Analysis of the 2,181 participants’ outcomes by baseline plasma TMAO revealed the following:

  • TMAO levels were higher in participants who developed CAD than in those who did not, 3.70 µM (interquartile range [IQR], 2.50-6.41) vs. 3.25 µM (IQR, 2.19-5.21) (P < 0.001).
  • When the overall cohort was stratified into quartiles by TMAO level, elevated TMAO was predictive of CAD development, with an odds ratio of 1.86 for the highest versus lowest TMAO quartiles (95% CI, 1.46-2.37) (P < 0.001). After adjustment for traditional risk factors, elevated TMAO remained predictive of incident CAD (odds ratio = 1.58; 95% CI, 1.21-2.06) (P < 0.001).

Analysis of associations for other metabolites showed plasma choline levels to be predictive of CAD development (although less strongly than TMAO), whereas betaine conferred no significant prognostic value.

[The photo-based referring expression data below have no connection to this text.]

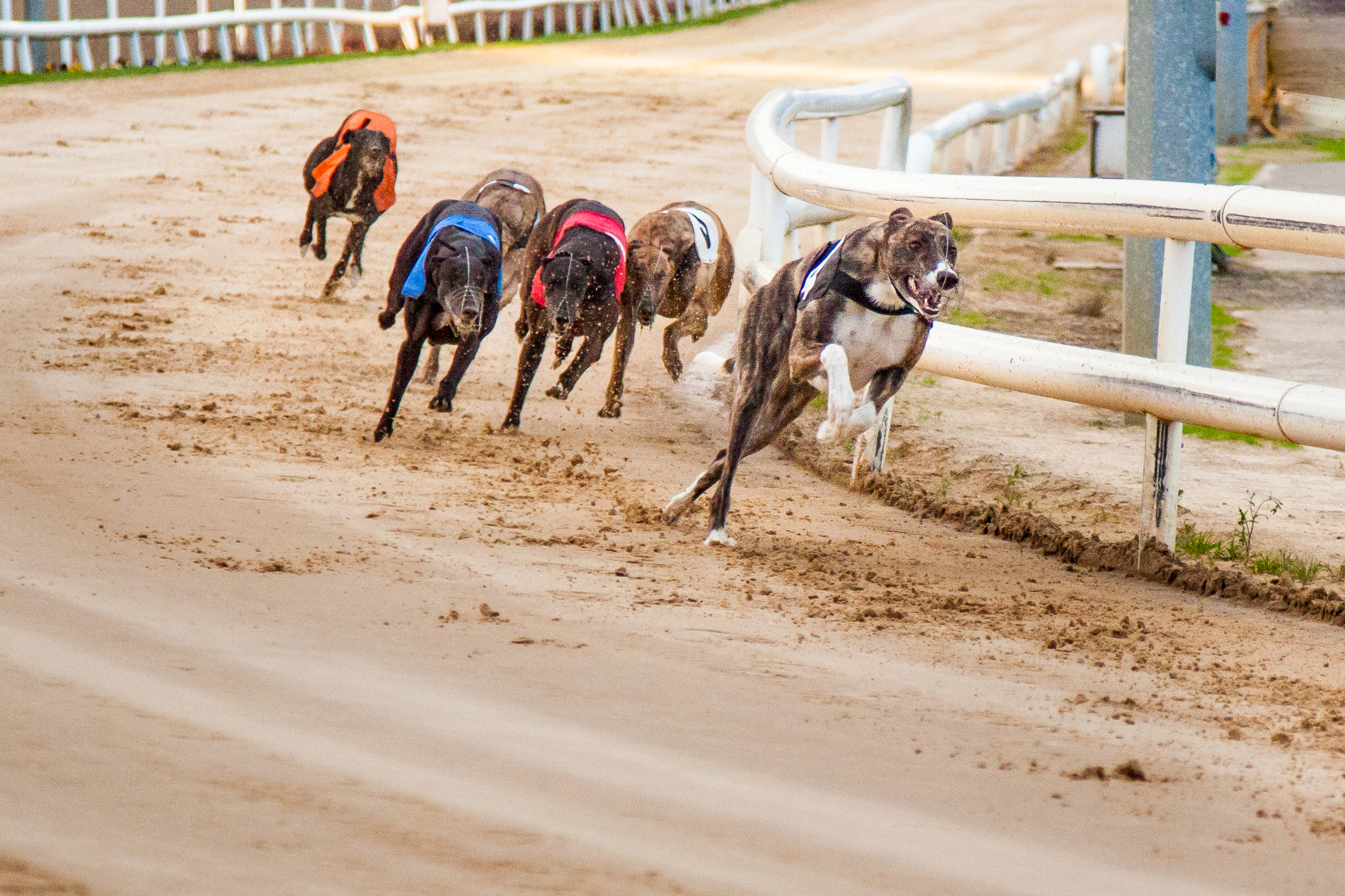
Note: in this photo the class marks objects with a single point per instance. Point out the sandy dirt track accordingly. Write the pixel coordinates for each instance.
(242, 648)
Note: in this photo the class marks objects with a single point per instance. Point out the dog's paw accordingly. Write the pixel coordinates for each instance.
(720, 537)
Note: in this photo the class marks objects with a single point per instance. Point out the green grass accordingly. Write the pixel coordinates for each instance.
(440, 46)
(1333, 147)
(1222, 330)
(973, 319)
(1232, 173)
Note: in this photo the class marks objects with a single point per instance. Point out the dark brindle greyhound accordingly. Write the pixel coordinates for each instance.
(518, 202)
(448, 276)
(354, 177)
(573, 276)
(852, 315)
(681, 267)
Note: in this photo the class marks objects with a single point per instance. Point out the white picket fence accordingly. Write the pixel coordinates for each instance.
(791, 189)
(229, 31)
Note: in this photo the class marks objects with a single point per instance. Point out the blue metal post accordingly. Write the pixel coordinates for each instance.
(1169, 136)
(1231, 85)
(37, 11)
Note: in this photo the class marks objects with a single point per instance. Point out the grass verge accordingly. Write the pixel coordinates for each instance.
(440, 46)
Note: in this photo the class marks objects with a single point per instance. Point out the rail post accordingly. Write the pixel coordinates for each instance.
(7, 45)
(370, 41)
(66, 50)
(1162, 438)
(161, 37)
(37, 50)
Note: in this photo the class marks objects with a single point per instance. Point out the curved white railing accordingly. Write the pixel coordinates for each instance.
(412, 20)
(791, 188)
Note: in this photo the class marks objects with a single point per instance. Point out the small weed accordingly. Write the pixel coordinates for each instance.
(1199, 544)
(1247, 520)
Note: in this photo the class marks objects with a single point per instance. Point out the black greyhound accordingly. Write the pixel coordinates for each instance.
(517, 200)
(354, 177)
(573, 278)
(852, 315)
(448, 276)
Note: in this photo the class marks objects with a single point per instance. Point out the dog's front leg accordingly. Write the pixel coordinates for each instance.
(839, 393)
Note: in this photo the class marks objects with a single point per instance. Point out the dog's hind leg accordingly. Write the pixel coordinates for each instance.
(620, 357)
(596, 334)
(431, 365)
(417, 327)
(321, 243)
(355, 248)
(307, 236)
(692, 323)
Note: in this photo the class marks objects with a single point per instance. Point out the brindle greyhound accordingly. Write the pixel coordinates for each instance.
(572, 278)
(681, 267)
(852, 315)
(448, 278)
(518, 202)
(352, 175)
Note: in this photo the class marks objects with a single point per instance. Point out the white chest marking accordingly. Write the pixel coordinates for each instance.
(870, 341)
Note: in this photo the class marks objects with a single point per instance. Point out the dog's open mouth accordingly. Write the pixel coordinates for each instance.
(924, 299)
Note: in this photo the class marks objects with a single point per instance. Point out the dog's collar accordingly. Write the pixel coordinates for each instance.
(512, 185)
(839, 281)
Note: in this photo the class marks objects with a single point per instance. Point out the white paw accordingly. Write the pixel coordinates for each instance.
(720, 537)
(708, 362)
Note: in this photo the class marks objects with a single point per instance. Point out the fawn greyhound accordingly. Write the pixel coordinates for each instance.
(681, 267)
(853, 315)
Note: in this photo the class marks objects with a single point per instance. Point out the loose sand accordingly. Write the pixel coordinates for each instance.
(242, 648)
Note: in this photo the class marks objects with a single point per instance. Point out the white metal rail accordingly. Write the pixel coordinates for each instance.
(791, 188)
(230, 27)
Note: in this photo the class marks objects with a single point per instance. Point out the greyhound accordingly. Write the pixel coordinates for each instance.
(575, 274)
(354, 177)
(852, 315)
(448, 278)
(518, 202)
(681, 267)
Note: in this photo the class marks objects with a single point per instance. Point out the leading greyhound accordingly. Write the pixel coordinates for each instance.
(853, 315)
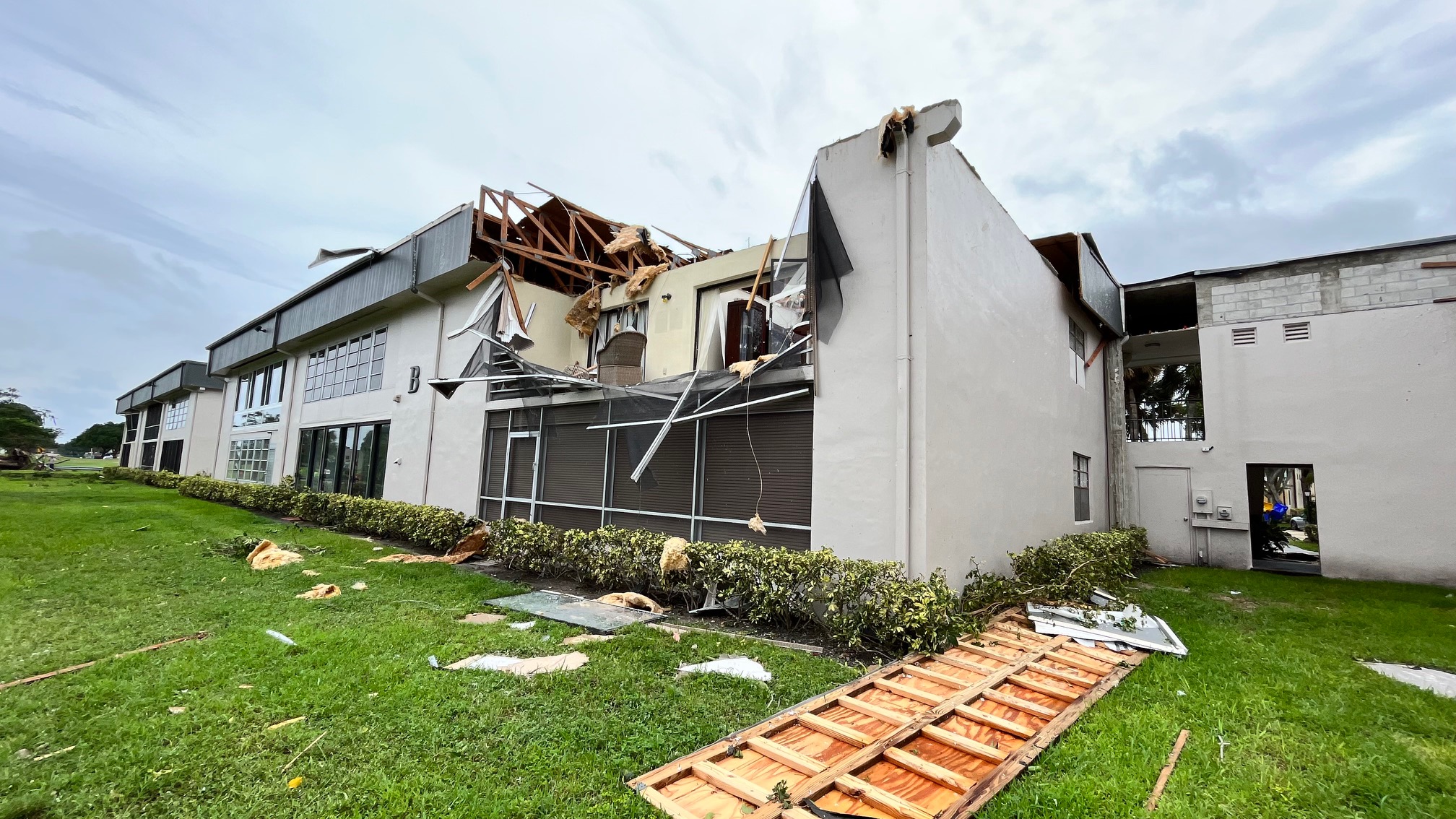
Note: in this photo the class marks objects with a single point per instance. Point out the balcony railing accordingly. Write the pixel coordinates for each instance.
(1164, 428)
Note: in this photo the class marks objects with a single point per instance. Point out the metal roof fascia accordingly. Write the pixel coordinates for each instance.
(342, 273)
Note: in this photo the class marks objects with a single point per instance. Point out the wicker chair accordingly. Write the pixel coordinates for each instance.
(619, 362)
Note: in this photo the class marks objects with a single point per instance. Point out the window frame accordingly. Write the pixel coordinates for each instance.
(246, 451)
(1080, 488)
(534, 432)
(347, 455)
(176, 413)
(350, 368)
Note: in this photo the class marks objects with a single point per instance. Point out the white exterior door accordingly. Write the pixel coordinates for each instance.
(1164, 511)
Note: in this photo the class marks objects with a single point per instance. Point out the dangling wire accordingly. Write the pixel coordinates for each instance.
(748, 429)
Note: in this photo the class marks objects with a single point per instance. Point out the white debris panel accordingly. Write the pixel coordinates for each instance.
(1126, 627)
(1430, 680)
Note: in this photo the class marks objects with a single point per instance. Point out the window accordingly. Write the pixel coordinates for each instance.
(251, 461)
(347, 368)
(170, 456)
(1296, 332)
(176, 415)
(1080, 488)
(1078, 343)
(259, 396)
(550, 465)
(612, 322)
(745, 329)
(153, 428)
(348, 459)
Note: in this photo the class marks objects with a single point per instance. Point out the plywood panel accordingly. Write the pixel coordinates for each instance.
(927, 736)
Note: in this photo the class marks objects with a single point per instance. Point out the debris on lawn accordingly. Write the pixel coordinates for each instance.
(581, 638)
(940, 733)
(1126, 627)
(1430, 680)
(679, 630)
(86, 665)
(742, 668)
(632, 601)
(268, 555)
(675, 555)
(321, 592)
(467, 548)
(41, 758)
(1166, 771)
(302, 753)
(602, 615)
(519, 667)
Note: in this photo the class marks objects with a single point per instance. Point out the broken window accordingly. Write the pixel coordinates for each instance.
(1078, 343)
(576, 471)
(612, 322)
(1164, 402)
(347, 459)
(1080, 488)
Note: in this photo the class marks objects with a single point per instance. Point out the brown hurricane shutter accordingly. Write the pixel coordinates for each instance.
(784, 443)
(576, 464)
(568, 518)
(672, 468)
(716, 532)
(523, 467)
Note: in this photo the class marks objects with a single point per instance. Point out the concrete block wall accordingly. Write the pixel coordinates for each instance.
(1360, 280)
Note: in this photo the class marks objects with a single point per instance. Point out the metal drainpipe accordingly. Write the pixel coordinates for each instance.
(903, 353)
(440, 340)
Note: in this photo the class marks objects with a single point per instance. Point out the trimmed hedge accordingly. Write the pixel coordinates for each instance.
(857, 604)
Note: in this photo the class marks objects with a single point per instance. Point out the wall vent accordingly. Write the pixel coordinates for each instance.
(1296, 332)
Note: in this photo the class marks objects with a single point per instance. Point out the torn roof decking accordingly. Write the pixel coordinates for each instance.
(934, 734)
(560, 243)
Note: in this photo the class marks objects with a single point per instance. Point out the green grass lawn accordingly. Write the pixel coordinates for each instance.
(1308, 730)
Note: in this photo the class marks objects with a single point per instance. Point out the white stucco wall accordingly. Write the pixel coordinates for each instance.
(994, 415)
(1371, 402)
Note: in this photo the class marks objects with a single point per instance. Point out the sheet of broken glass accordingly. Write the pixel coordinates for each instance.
(578, 611)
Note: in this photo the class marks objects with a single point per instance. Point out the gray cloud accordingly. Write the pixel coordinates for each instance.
(1196, 171)
(46, 104)
(242, 139)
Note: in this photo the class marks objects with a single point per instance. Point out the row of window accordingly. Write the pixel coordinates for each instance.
(249, 461)
(350, 459)
(347, 368)
(176, 415)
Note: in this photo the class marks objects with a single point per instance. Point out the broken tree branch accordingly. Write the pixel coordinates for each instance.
(69, 670)
(1168, 770)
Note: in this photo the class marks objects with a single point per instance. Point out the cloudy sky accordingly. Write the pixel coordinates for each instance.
(169, 170)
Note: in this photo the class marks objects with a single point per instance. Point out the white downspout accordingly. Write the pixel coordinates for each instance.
(903, 353)
(434, 394)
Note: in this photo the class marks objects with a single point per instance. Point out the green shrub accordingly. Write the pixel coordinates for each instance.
(152, 478)
(857, 604)
(1063, 568)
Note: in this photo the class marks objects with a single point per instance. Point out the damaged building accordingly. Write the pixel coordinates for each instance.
(903, 375)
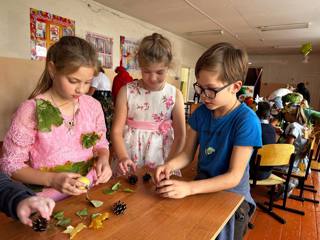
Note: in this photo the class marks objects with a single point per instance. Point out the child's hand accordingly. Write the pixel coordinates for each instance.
(103, 169)
(174, 189)
(34, 204)
(67, 183)
(125, 165)
(163, 172)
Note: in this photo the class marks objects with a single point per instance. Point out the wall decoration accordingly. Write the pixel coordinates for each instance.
(128, 51)
(246, 91)
(103, 46)
(45, 30)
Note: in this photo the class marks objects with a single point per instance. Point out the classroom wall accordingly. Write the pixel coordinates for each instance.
(279, 70)
(18, 74)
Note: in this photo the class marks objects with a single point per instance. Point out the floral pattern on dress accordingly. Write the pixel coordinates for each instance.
(149, 147)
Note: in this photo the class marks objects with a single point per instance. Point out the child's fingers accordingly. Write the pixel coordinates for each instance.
(166, 189)
(167, 173)
(165, 182)
(24, 216)
(99, 169)
(73, 175)
(122, 169)
(158, 174)
(51, 205)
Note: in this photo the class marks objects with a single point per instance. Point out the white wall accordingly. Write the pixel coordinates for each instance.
(15, 28)
(291, 69)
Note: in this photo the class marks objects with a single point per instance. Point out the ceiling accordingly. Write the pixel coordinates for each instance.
(238, 19)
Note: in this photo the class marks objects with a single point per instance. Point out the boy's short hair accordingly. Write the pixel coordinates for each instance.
(223, 58)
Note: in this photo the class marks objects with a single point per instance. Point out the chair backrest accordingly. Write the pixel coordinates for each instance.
(276, 154)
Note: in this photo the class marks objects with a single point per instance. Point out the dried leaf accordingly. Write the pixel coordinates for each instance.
(116, 186)
(96, 203)
(108, 191)
(96, 223)
(68, 230)
(94, 215)
(63, 222)
(58, 215)
(82, 213)
(77, 229)
(128, 190)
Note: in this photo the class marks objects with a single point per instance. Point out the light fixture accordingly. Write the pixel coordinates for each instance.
(287, 46)
(289, 26)
(205, 33)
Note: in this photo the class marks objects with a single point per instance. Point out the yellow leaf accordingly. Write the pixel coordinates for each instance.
(96, 223)
(77, 229)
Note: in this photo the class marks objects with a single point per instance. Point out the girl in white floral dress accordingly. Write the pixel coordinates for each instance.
(148, 126)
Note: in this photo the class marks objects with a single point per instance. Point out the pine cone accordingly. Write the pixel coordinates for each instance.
(40, 224)
(119, 208)
(133, 179)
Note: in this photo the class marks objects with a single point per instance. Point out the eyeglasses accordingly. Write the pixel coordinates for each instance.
(208, 92)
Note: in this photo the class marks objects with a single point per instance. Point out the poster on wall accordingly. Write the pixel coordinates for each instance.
(103, 46)
(128, 50)
(246, 91)
(45, 30)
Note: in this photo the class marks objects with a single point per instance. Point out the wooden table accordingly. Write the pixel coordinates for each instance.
(148, 216)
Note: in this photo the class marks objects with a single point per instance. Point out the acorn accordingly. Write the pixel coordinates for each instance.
(133, 179)
(146, 177)
(119, 208)
(39, 224)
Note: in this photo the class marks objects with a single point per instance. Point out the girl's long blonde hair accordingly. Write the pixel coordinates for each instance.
(67, 55)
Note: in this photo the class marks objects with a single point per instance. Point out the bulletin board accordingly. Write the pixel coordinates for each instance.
(103, 46)
(128, 51)
(45, 30)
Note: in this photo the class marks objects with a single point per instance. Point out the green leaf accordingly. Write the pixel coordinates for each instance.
(96, 203)
(58, 215)
(90, 139)
(128, 190)
(82, 167)
(108, 191)
(94, 215)
(116, 186)
(64, 222)
(68, 230)
(83, 212)
(47, 115)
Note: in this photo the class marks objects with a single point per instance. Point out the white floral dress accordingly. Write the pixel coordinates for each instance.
(148, 134)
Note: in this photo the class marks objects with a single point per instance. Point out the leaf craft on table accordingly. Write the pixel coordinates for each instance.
(68, 230)
(90, 139)
(58, 215)
(47, 115)
(96, 203)
(96, 223)
(63, 222)
(128, 190)
(82, 167)
(73, 231)
(82, 213)
(108, 191)
(94, 215)
(115, 187)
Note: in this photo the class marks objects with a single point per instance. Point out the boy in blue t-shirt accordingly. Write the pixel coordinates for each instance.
(226, 131)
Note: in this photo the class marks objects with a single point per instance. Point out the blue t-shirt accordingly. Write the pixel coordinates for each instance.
(218, 136)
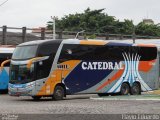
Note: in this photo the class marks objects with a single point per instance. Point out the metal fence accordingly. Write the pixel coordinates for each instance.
(15, 35)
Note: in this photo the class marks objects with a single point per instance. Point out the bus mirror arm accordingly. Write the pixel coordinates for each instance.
(4, 62)
(32, 60)
(36, 59)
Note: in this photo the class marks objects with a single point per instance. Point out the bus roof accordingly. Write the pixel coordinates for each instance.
(148, 43)
(6, 49)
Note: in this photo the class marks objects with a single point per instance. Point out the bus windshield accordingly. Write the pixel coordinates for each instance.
(25, 52)
(20, 74)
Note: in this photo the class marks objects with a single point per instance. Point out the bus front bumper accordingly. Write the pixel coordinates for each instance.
(21, 90)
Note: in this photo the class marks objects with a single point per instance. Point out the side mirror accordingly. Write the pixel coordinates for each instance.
(3, 63)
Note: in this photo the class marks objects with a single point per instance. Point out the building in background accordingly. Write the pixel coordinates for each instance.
(148, 21)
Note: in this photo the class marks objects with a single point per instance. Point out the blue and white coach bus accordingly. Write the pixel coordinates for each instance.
(56, 68)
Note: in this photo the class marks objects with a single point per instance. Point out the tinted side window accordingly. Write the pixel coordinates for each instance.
(5, 56)
(148, 53)
(44, 67)
(104, 53)
(91, 52)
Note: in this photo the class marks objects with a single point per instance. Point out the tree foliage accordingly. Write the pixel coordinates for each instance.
(145, 29)
(97, 21)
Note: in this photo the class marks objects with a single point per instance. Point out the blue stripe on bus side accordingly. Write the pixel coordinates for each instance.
(4, 79)
(89, 77)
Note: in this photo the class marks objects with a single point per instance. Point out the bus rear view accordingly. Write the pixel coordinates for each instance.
(30, 66)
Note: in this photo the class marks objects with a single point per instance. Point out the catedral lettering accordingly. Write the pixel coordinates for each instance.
(56, 68)
(101, 66)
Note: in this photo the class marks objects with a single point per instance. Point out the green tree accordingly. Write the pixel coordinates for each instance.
(149, 30)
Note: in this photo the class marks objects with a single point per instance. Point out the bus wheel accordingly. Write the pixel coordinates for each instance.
(36, 98)
(125, 89)
(58, 93)
(136, 89)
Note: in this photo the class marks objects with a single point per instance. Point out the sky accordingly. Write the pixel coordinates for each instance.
(36, 13)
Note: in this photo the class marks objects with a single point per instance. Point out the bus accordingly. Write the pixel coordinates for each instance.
(5, 54)
(56, 68)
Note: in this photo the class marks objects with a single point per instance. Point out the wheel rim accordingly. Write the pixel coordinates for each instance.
(124, 89)
(135, 89)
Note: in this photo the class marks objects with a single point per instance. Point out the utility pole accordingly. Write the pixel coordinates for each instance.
(54, 27)
(134, 35)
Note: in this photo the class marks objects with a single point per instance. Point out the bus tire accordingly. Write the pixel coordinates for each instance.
(36, 98)
(136, 89)
(125, 89)
(58, 93)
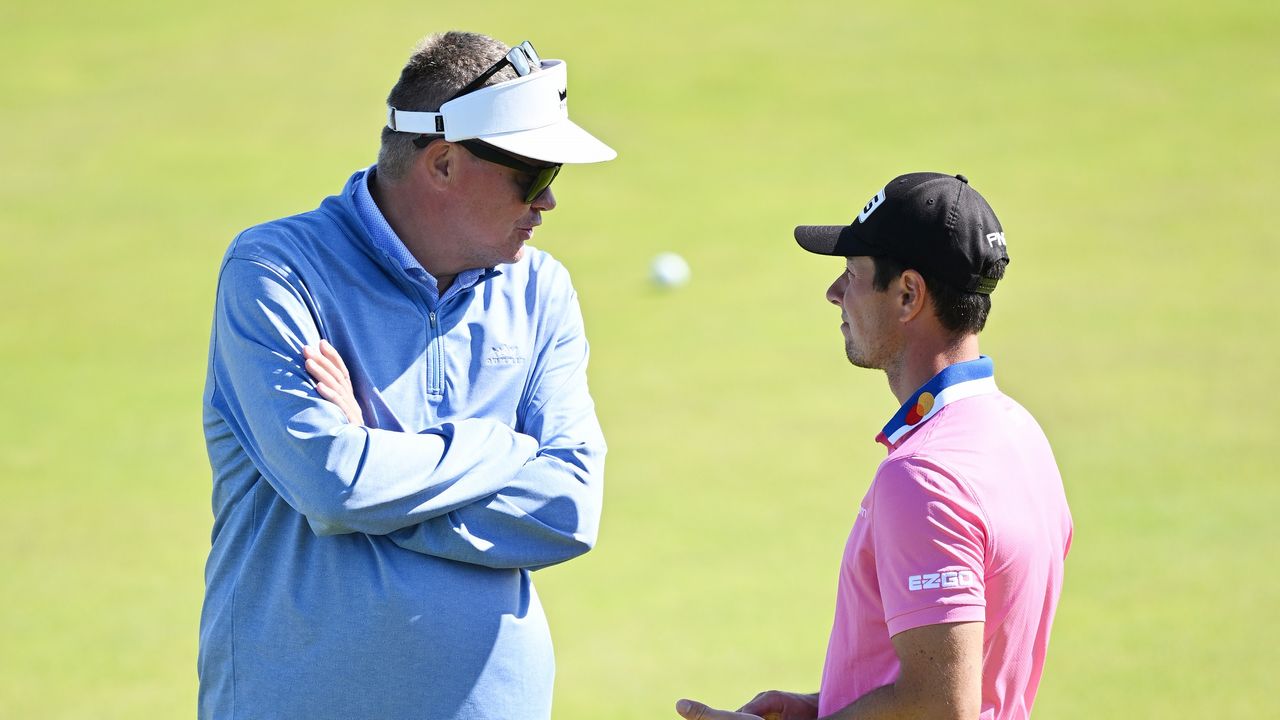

Additionally, the researchers found that TMAO’s predictive utility maintained its statistical significance for all TMAO threshold levels from 1.5 µM (10th percentile) to 10.5 µM (90th percentile), underscoring the dose-dependent relationship between TMAO and incident risks, as well as the concept that “lower is better” across a broad range of TMAO levels. In contrast, choline’s prognostic value was less consistent across the cohort, particularly at lower concentration thresholds.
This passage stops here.